Nanopore Back Titration Analysis of Dipicolinic Acid

Yujing Han 1, Shuo Zhou 1, Liang Wang 1, Xiyun Guan 1,*
PMCID: PMC4511083  NIHMSID: NIHMS699236  PMID: 25074707

Abstract

Here we report a novel label-free nanopore back titration method for the detection of dipicolinic acid, a marker molecule for bacterial spores. By competitive binding of the target analyte and a large ligand probe to metal ions, dipicolinic acid could be sensitively and selectively detected. This nanopore back titration approach should find useful applications in the detection of other species of medical, biological, or environmental importance if their direct detection is difficult to achieve.
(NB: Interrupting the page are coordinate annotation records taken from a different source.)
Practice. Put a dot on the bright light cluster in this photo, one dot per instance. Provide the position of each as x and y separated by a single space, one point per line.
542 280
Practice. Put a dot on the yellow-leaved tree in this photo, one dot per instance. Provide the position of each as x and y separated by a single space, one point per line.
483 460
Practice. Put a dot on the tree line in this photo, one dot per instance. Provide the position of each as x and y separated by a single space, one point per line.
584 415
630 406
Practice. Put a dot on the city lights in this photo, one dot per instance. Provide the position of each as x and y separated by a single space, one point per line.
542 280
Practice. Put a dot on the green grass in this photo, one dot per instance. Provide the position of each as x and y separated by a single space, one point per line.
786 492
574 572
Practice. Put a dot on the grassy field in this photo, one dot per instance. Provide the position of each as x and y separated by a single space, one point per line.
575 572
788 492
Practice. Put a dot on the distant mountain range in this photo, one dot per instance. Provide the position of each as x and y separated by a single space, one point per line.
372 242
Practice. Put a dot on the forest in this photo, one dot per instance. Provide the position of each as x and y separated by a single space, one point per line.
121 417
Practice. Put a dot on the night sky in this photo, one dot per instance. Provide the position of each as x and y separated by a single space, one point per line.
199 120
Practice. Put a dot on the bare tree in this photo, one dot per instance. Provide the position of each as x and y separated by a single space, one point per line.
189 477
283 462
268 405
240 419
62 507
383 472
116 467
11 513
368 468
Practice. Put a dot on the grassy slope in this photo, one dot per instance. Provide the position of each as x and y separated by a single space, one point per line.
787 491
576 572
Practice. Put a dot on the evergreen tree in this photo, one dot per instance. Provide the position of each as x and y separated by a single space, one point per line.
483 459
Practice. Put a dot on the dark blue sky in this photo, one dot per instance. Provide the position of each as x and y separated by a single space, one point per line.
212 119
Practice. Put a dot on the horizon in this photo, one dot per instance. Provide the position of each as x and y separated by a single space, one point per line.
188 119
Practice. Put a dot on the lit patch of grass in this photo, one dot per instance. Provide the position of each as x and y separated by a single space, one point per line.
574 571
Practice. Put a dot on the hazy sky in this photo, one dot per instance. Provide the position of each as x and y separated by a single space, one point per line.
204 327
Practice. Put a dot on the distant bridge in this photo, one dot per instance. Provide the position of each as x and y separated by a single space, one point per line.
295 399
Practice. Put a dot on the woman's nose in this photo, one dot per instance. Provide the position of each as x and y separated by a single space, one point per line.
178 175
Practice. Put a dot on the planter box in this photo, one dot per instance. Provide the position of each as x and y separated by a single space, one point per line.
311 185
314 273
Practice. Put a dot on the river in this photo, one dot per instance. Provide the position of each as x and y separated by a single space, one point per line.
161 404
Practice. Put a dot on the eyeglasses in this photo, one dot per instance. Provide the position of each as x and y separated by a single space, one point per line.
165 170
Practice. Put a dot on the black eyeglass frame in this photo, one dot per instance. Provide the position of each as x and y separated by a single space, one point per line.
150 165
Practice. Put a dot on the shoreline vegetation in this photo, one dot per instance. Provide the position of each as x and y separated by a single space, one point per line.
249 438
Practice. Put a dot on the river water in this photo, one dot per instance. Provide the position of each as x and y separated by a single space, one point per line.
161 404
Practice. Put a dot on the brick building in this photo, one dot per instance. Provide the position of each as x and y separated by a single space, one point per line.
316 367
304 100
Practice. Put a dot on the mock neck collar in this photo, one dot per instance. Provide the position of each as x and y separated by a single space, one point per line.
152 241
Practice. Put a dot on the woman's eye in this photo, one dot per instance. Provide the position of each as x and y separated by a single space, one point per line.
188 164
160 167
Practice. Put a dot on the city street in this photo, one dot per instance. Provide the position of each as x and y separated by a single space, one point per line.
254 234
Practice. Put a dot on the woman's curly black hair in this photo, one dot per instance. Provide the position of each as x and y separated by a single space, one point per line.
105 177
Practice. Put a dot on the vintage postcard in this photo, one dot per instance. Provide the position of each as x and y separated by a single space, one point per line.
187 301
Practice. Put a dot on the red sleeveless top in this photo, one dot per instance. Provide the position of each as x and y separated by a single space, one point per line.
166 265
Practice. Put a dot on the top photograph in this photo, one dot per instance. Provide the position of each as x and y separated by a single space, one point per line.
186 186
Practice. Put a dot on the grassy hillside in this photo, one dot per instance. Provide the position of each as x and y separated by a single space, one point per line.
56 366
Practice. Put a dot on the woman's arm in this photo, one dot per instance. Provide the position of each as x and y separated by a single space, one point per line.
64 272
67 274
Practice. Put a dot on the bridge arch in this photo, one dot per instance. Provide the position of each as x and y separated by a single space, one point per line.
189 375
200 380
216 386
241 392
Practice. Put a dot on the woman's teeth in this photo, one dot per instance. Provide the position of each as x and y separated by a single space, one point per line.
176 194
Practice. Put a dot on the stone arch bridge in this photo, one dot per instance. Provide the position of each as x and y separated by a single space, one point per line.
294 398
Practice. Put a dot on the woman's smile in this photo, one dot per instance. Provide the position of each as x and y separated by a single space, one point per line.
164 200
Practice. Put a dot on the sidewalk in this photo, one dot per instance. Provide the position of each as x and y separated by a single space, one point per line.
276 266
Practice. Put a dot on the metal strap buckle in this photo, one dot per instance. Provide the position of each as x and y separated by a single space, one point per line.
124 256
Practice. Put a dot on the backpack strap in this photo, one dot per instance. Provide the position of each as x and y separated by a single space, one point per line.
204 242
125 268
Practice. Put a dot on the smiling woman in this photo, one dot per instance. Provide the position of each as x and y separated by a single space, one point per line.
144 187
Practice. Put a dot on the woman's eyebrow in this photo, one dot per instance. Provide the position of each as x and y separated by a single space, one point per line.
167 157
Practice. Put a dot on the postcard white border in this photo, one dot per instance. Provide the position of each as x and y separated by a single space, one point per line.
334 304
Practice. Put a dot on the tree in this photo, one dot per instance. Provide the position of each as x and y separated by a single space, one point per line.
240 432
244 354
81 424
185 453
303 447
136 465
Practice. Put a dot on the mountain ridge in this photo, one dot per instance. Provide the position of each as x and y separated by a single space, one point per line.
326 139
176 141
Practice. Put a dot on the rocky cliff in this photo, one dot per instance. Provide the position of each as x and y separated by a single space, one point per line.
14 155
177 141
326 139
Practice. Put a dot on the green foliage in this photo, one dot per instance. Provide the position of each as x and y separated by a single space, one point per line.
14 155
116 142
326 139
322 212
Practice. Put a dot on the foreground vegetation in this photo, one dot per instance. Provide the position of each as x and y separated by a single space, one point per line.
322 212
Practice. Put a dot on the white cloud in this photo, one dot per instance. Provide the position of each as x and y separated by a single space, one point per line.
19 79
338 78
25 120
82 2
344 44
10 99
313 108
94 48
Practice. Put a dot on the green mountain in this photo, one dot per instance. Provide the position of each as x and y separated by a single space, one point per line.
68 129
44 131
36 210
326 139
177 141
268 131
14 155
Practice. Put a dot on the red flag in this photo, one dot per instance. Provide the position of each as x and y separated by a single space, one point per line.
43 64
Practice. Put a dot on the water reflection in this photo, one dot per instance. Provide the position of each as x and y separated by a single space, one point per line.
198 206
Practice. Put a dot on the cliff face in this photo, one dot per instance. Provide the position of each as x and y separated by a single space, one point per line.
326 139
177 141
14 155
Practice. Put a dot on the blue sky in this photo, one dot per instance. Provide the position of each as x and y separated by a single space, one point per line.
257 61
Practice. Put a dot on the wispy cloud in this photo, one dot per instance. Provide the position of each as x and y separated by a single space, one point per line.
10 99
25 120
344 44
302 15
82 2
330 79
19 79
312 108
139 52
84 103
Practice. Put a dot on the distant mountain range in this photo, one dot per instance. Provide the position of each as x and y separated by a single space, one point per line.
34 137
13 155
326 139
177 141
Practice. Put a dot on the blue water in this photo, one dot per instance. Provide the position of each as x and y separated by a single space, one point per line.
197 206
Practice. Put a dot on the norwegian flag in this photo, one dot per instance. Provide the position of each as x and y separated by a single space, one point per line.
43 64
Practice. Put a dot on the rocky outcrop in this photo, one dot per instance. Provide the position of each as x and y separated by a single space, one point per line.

Keywords: Back titration, Dipicolinic acid, Label-free, Nanopore, Terbium

Nanopore stochastic sensing has attracted substantial interest as an emerging label-free and amplification-free technique for measuring single molecules [14]. One challenge to develop nanopore sensors is to slow down the translocation of target analytes in the nanopore so that analyte events could be captured by the current recording technique (usually, ~100 μs event residence time is required). In addition to taking advantage of the experimental conditions to regulate molecular and ionic transport [58], two major approaches have been utilized in the nanopore sensor design: one involves the structural modification of the nanopore interior to construct binding sites [912], while the other relies on a host or probe molecule to form host-guest or probe-analyte complexes [1318]. Although a wide variety of substances have been detected, nanopore detection of many small molecules, especially anions, by these two approaches is not successful. Herein, we report a novel nanopore back titration approach to detect small molecules using pyridine-2,6-dicarboxylic acid (DPA, also known as dipicolinic acid, see Supporting Information, Figure S1, for its structure) as a model analyte. DPA, a unique component of bacterial endospores such as Bacillus anthracis that composes approximately 10% of their dry weight [19], is an important useful marker molecule in the detection of anthrax spores. Thus far, numerous techniques have been developed for the highly sensitive detection of DPA, including gas-liquid chromatography, surface-enhanced Raman spectroscopy, lanthanide ion-based fluorescence, and so on [2025]. However, most of these methods require use of instruments relatively expensive and not easily portable.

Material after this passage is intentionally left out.